Flexibel die eigene berufliche Perspektive verbessern

27. Oktober 2025

In Zeiten des Fachkräftemangels und der zunehmenden Digitalisierung gewinnt die berufliche Weiterbildung an Bedeutung. Teilqualifikationen bieten eine praxisorientierte Möglichkeit, berufliche Kompetenzen schrittweise zu erwerben und schließlich einen anerkannten Berufsabschluss zu erlangen. Berufstätigen ohne anerkannten Abschluss und insbesondere jenen mit Migrationshintergrund bieten Teilqualifikationen eine wertvolle Brücke in eine gesicherte berufliche Zukunft. Sie sind flexibel und orientieren sich wie eine betriebliche Ausbildung an den realen Anforderungen des Arbeitsalltags.

Nahazfnahme von bunten Puzzleteilen

Viele Menschen in Deutschland haben Berufserfahrung, verfügen jedoch nicht über einen formalen Berufsabschluss. Laut Statistischem Bundesamt zählen zu dieser Gruppe der Beschäftigten mindestens 4,6 Millionen Menschen1

https://www.destatis.de/DE/Themen/Arbeit/Arbeitsmarkt/Erwerbstaetigkeit/Tabellen/strukturdaten.html

. Diese Personen haben oft schlechtere Chancen auf dem Arbeitsmarkt, während gleichzeitig in vielen Branchen Fachkräfte fehlen. Genau hier setzen Teilqualifikationen an. Sie bieten einen flexiblen und praxisorientierten Weg, sich durch systematisches Lernen unterhalb eines Berufsabschlusses gezielt weiterzubilden oder Schritt für Schritt auf einen anerkannten Berufsabschluss hinzuarbeiten – ohne sofort eine komplette Ausbildung durchlaufen zu müssen. Doch wie funktionieren Teilqualifikationen genau? Wer kann sie machen? Und welche Vorteile bieten sie konkret – sowohl für Arbeitnehmerinnen und Arbeitnehmer als auch für Arbeitgeberinnen und Arbeitgeber?

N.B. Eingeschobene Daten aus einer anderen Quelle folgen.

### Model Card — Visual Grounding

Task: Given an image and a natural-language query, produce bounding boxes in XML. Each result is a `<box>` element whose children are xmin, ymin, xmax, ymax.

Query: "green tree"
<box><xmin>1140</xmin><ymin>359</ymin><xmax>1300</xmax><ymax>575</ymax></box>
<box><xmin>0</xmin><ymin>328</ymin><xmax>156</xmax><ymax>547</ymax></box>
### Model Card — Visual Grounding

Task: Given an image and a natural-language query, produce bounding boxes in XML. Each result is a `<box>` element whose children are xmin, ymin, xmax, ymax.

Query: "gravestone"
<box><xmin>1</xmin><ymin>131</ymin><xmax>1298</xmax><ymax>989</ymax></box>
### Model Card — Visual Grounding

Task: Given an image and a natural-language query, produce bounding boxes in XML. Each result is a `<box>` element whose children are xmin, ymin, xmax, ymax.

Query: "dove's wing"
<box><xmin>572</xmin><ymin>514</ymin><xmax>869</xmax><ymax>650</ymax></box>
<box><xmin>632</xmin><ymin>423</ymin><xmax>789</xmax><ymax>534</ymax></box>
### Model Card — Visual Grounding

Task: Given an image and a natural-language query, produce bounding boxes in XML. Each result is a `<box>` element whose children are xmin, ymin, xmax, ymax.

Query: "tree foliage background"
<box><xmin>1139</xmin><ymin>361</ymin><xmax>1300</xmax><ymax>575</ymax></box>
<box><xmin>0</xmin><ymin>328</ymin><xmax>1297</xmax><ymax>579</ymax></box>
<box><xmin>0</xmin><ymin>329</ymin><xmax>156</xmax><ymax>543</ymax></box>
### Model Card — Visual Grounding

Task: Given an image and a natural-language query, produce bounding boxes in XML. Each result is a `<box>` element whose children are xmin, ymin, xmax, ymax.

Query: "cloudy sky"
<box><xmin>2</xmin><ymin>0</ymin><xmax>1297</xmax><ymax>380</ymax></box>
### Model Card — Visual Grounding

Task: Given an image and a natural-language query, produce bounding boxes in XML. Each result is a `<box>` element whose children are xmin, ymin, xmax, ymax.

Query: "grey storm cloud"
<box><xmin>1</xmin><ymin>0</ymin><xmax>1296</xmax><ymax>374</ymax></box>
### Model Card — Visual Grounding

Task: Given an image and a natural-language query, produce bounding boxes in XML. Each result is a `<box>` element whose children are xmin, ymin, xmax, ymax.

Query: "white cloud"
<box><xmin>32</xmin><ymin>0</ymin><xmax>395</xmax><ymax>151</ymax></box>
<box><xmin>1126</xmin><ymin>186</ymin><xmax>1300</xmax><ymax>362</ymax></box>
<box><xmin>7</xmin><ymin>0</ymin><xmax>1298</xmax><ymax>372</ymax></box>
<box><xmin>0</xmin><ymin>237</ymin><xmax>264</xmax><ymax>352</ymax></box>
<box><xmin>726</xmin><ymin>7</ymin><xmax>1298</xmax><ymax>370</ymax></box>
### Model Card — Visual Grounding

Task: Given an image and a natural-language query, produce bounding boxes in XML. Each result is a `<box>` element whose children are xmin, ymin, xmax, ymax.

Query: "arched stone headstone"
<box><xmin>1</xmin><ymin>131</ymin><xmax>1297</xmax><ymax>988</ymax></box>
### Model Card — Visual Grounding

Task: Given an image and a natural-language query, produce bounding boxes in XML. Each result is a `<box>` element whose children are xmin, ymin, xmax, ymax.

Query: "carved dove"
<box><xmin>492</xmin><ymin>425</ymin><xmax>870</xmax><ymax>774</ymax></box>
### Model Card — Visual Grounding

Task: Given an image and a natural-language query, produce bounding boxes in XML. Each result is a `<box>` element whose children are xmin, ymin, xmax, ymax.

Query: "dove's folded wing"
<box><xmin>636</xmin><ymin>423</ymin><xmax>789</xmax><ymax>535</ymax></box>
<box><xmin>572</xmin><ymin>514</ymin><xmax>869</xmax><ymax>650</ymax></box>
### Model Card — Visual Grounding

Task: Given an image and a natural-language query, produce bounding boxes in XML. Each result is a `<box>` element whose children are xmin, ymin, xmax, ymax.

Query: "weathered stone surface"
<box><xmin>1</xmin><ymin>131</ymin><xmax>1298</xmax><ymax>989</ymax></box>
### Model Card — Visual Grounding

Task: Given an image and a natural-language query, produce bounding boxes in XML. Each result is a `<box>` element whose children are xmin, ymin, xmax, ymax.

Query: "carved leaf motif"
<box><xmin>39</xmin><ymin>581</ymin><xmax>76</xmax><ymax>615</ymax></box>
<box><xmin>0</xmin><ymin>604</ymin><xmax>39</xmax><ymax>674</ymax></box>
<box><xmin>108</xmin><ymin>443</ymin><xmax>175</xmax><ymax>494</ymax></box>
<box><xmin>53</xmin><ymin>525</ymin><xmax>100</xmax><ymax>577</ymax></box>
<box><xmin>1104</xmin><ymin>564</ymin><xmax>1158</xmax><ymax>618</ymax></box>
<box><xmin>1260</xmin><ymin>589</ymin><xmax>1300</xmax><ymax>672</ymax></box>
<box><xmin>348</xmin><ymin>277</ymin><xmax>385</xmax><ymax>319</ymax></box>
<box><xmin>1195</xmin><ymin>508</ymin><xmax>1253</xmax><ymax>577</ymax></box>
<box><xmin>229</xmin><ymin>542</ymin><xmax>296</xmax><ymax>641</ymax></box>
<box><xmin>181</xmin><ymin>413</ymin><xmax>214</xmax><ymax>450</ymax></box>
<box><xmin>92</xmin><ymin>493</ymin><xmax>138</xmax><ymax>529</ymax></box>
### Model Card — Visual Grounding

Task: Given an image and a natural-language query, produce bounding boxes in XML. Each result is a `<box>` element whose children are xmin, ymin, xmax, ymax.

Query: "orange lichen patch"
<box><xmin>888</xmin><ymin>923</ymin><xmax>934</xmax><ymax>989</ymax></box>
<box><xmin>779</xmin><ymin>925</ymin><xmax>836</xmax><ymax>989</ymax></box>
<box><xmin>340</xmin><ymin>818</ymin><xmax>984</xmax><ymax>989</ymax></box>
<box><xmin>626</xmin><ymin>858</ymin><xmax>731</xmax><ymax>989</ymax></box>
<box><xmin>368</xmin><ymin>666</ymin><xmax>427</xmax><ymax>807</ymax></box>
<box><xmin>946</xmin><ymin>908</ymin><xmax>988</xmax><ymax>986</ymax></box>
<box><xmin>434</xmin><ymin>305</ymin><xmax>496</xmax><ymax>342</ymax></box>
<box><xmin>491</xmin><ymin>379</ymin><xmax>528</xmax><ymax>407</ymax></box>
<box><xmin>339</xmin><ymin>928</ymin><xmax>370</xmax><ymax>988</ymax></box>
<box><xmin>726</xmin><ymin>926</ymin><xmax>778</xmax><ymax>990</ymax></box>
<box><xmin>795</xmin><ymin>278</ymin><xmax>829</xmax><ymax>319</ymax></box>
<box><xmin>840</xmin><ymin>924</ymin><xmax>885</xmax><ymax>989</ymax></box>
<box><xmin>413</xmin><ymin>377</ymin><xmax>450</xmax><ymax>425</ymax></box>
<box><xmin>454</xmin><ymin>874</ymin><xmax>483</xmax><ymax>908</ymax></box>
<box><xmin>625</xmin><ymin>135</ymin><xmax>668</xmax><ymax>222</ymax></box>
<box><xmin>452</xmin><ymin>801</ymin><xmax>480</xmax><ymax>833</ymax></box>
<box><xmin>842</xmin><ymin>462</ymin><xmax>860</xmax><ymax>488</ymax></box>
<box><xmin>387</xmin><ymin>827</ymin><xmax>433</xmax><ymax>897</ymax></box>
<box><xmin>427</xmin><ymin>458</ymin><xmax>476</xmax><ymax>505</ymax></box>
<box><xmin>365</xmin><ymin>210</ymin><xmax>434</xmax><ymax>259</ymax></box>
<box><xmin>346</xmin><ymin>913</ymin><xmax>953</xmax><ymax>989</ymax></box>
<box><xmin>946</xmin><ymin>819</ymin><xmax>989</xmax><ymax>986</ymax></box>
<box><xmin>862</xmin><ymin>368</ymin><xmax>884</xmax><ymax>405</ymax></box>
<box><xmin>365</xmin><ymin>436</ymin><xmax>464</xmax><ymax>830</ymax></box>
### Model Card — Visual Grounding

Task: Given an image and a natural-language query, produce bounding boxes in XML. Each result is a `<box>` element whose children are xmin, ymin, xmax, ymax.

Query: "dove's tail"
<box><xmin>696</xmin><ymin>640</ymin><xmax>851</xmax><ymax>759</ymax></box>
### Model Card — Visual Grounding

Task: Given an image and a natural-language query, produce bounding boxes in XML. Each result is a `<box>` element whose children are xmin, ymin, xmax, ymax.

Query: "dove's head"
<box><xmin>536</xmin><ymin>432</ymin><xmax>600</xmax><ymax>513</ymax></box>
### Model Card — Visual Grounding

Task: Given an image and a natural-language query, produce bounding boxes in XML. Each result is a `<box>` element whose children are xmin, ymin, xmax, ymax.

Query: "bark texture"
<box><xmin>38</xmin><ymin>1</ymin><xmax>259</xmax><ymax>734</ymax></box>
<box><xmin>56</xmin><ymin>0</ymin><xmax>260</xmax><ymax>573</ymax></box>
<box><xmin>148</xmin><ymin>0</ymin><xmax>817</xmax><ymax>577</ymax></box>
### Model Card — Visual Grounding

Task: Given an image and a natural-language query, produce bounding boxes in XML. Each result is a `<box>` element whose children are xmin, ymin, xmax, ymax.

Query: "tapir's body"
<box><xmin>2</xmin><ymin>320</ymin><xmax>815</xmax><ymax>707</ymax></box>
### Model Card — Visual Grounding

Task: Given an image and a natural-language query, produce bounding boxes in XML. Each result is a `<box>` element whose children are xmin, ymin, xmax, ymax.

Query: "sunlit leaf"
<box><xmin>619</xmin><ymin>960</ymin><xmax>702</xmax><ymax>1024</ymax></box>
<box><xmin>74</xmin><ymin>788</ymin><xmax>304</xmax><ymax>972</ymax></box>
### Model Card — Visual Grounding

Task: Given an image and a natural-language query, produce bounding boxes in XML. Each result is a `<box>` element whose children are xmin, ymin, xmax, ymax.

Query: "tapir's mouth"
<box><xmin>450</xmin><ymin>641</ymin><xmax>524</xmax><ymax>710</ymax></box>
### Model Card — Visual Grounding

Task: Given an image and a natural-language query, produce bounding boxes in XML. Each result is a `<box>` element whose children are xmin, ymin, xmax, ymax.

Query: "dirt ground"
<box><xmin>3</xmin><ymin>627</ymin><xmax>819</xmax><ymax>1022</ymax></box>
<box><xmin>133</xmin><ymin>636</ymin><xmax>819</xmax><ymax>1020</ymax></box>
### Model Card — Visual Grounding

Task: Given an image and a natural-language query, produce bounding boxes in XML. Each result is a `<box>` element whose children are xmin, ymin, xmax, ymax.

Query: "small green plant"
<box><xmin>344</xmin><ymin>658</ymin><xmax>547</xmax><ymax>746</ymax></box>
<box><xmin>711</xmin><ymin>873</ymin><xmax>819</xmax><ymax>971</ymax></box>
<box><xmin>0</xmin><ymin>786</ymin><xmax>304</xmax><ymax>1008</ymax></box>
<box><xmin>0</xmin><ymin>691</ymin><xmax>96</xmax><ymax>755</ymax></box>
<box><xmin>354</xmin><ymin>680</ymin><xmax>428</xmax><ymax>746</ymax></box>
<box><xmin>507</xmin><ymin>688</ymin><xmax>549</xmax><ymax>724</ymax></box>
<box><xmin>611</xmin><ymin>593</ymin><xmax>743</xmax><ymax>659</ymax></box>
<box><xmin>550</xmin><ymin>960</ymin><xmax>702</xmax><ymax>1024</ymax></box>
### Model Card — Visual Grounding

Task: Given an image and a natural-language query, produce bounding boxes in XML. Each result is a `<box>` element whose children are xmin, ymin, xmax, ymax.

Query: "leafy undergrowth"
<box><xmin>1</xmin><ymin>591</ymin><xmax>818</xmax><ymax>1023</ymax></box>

Was sind Teilqualifikationen?

Dr. Hendrik Biebeler
Dr. Hendrik Biebeler vom Bundesinstitut für Berufsbildung.

Ein großer Vorteil von Teilqualifikationen besteht in ihrer Niedrigschwelligkeit. Dr. Hendrik Biebeler ist wissenschaftlicher Mitarbeiter im Bundesinstitut für Berufsbildung (BIBB | Abteilung "Struktur und Ordnung der Berufsbildung", Arbeitsbereich "Gewerblich-technische Berufe") und ist dort beteiligt am Projekt "Unterstützung der Transformation der Wirtschaft durch Teilqualifikationen (BIBB-TQ)". Der Experte zum Thema Teilqualifikationen betont: "Die begrenzte Dauer einer Teilqualifikation macht ihre Niedrigschwelligkeit im Vergleich zur regulären Ausbildung und zur Umschulung aus, nicht ein geringerer Schwierigkeitsgrad." Dabei kann es auch einfacher sein, sich nur auf den Inhalt einer einzelnen Teilqualifikation zu konzentrieren, statt eine gesamte Ausbildung parat haben zu müssen.

Nichtsdestotrotz sind Teilqualifikationen noch nicht flächendeckend in der Bildungslandschaft angekommen. Biebeler: "Teilqualifikationen sind noch immer wenig bekannt, und zwar bei potenziellen Teilnehmenden, bei Unternehmen und selbst in der Arbeitsverwaltung, die berät und Bildungsgutscheine ausstellt." 

Neben breitenwirksamen Maßnahmen seien Impulse vor Ort – vor allem durch sogenannte "Kümmerer" – von großer Bedeutung, erklärt Biebeler. Ein weiteres Hemmnis liegt in der Skepsis gegenüber modularen Qualifizierungsformen. "Es gibt vielfach Vorbehalte gegenüber modularen Formen der Ausbildung. Aus Sicht von Kritikern stellt die Tatsache, dass jede Teilqualifikation einzeln verwertbar ist, eine unerwünschte Sollbruchstelle da. Diese Vorbehalte scheinen jedoch abzunehmen, aber nur nach und nach", stellt Biebeler fest. 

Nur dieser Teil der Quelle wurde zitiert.